Wenliang Zhong · Rob Barton · Weizhi An · Feng Jiang · Hehuan Ma · Yuzhi Guo · Abhishek Dan · Shioulin Sam · Karim Bouyarmane · Junzhou Huang


Abstract:

Composed Image Retrieval (CIR) targets the retrieval of images conditioned on a reference image and a textual modification, but constructing labeled triplets (reference image, textual modification, target image) is inherently challenging. Existing Zero-Shot CIR (ZS-CIR) approaches often rely on well-aligned vision-language models (VLMs) to combine visual and textual inputs, or use large language models (LLMs) for richer modification understanding. While LLM-based methods excel in capturing textual details, they are computationally costly, slow to infer, and often restricted by proprietary constraints. In this paper, we argue that the superior performance of LLM-based ZS-CIR methods primarily stems from their capacity to follow instructions, an aspect largely missing in more efficient projection-based models built upon VLMs. To bridge this gap, we introduce DistillCIR, a dual-stream distillation framework that transfers LLMs’ instruction-following capability into compact, projection-based architectures. By synthesizing triplet data with an LLM and incorporating a novel reasoning process, DistillCIR learns both composed retrieval and instruction awareness.

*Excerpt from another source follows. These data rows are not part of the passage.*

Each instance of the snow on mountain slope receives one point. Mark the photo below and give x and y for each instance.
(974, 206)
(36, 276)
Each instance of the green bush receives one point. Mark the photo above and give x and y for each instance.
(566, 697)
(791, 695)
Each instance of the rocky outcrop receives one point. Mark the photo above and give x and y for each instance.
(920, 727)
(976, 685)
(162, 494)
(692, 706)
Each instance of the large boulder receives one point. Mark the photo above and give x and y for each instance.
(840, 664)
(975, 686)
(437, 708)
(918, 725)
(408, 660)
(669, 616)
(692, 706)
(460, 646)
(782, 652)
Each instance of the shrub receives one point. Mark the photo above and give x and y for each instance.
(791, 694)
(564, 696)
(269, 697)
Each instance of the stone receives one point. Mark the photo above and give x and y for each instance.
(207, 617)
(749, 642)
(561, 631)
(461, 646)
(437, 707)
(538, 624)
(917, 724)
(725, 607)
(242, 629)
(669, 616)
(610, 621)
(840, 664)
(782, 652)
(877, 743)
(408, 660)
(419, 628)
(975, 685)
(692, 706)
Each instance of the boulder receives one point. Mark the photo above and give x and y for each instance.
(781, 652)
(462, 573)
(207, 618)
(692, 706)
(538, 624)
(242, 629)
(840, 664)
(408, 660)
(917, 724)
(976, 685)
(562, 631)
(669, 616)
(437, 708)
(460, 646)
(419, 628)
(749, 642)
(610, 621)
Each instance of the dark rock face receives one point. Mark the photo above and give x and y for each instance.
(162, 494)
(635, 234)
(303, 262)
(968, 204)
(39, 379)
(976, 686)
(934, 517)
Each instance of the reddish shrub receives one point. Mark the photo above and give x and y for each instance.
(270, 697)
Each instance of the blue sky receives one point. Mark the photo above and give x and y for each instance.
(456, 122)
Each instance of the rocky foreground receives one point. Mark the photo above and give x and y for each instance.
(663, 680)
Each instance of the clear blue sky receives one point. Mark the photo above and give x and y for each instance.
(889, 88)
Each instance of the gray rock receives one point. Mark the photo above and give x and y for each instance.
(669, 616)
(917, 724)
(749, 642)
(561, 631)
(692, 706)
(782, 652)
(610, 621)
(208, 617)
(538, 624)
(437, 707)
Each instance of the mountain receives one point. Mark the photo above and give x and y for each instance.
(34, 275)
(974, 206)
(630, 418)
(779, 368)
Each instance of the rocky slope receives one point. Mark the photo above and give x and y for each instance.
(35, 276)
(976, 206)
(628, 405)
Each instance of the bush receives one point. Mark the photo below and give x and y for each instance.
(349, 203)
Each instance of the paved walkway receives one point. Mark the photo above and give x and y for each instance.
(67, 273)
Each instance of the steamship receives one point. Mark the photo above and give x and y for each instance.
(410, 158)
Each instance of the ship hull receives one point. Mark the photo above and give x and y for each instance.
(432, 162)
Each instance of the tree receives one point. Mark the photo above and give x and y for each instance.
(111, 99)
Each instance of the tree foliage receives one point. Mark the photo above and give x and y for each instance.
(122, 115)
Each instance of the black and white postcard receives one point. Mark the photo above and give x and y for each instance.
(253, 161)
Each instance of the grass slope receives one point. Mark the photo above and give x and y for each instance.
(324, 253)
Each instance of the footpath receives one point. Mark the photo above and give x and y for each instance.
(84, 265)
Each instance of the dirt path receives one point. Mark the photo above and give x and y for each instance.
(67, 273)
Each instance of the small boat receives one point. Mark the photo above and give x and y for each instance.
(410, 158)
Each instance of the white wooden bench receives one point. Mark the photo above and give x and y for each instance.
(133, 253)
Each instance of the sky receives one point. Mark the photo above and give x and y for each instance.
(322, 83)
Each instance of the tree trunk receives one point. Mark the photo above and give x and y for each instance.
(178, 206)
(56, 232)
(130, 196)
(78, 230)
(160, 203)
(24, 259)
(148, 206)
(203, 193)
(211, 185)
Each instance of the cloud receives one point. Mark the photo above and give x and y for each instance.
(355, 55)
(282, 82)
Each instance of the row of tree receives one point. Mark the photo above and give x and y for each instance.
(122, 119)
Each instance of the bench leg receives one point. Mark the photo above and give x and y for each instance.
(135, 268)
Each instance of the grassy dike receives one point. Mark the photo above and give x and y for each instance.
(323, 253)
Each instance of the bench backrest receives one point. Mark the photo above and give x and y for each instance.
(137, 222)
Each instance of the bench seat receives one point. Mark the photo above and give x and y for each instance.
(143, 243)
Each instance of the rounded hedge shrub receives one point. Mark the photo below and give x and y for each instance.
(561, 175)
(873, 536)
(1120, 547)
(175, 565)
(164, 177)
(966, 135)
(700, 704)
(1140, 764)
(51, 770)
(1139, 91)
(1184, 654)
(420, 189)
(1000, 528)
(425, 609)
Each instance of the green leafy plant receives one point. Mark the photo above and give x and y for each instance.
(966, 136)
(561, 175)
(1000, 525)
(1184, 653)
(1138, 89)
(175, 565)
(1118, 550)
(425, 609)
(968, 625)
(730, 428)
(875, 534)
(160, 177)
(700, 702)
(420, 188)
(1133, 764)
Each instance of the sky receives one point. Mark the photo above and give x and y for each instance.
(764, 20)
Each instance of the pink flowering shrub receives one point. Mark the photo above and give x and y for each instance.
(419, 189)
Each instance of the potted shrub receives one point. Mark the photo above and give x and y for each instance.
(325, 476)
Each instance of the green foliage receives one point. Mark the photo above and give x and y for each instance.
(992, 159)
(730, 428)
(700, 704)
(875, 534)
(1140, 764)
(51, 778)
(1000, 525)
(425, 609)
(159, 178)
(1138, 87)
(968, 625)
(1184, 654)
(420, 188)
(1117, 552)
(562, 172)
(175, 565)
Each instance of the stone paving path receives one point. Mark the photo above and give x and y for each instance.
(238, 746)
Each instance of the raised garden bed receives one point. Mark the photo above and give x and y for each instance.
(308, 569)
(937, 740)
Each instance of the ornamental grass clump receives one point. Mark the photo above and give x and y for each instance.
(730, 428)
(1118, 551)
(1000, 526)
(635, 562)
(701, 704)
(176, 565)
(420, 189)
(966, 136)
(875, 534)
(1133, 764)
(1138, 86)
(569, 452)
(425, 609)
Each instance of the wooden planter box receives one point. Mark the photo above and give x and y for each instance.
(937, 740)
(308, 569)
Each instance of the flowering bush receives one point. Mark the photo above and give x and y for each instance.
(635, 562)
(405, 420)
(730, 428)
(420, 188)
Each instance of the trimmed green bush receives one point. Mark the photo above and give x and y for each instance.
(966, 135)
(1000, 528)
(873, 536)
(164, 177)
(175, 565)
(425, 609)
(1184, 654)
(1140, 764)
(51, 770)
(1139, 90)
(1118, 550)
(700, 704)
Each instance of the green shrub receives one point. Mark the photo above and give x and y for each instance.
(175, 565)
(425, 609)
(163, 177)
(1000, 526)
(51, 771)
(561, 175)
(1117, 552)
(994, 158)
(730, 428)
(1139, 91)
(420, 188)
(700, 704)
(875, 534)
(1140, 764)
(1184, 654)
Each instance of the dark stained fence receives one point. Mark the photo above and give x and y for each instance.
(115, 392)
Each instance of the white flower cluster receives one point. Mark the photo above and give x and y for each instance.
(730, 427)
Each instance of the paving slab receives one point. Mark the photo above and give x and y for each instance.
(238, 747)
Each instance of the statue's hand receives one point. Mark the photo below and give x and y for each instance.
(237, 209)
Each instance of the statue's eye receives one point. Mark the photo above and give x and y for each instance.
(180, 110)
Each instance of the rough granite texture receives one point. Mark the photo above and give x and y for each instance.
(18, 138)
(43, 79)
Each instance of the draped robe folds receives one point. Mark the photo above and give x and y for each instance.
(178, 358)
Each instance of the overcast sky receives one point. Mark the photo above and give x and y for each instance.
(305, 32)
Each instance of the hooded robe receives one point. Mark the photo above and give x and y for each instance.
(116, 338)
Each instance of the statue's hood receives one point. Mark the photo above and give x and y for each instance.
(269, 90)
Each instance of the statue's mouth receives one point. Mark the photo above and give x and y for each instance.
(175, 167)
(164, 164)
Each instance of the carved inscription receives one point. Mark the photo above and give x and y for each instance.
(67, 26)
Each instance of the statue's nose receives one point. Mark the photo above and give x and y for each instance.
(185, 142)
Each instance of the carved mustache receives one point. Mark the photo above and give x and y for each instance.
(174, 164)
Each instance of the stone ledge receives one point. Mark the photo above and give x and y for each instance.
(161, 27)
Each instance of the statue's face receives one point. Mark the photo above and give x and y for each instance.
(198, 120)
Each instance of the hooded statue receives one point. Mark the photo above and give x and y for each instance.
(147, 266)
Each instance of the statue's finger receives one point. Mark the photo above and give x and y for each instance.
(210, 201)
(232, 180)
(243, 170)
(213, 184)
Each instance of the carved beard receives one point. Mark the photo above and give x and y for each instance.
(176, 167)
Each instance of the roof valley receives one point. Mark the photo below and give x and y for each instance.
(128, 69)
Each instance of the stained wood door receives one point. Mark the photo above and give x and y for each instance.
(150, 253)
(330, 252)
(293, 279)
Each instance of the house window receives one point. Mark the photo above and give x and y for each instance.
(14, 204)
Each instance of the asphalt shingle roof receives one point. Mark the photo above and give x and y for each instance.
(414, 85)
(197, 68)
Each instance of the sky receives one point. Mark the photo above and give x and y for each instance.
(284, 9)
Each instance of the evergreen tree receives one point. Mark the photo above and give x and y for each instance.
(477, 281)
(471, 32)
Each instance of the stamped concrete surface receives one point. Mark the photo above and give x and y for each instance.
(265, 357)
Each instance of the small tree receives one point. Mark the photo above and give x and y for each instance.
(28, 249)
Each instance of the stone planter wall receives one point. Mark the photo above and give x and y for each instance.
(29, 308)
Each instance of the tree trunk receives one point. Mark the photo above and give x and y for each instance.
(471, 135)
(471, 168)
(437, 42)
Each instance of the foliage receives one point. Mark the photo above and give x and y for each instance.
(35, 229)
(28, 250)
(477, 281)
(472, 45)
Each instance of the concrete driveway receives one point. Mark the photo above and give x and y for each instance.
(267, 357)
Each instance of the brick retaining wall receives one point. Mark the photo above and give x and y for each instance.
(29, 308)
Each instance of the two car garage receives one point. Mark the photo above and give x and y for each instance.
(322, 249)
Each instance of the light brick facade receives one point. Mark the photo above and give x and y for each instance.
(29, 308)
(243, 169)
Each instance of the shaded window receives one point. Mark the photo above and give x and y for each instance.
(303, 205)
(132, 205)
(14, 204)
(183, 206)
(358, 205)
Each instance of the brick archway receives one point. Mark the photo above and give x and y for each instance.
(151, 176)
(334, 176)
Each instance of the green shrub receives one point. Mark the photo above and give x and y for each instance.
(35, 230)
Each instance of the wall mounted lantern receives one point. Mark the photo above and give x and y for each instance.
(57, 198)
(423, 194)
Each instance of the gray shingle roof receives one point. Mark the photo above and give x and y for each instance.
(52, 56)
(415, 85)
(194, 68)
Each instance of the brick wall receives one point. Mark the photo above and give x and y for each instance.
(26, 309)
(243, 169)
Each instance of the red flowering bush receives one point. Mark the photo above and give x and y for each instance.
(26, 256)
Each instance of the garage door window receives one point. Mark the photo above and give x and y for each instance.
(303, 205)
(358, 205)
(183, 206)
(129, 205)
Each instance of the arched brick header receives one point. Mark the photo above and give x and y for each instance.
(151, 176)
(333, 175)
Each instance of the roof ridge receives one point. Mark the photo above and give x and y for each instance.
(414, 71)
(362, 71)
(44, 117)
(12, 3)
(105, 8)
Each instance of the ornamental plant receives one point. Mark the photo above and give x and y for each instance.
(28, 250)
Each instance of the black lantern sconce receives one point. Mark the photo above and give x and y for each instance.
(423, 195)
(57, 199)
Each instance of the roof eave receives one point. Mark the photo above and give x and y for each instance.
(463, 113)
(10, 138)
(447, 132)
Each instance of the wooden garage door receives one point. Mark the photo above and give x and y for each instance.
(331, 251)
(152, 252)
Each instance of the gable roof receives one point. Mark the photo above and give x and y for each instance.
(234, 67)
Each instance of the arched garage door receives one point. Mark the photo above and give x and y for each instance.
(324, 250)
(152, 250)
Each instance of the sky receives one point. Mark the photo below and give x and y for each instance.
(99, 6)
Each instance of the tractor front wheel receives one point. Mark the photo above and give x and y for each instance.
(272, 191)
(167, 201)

In addition, we train an open-source multimodal LLM on the generated data, and further distill its instruction-aware embeddings into the projection-based model. Without any reliance on LLMs at inference, DistillCIR significantly surpasses state-of-the-art ZS-CIR methods in both performance and efficiency, offering a promising direction for instruction-aware, lightweight CIR.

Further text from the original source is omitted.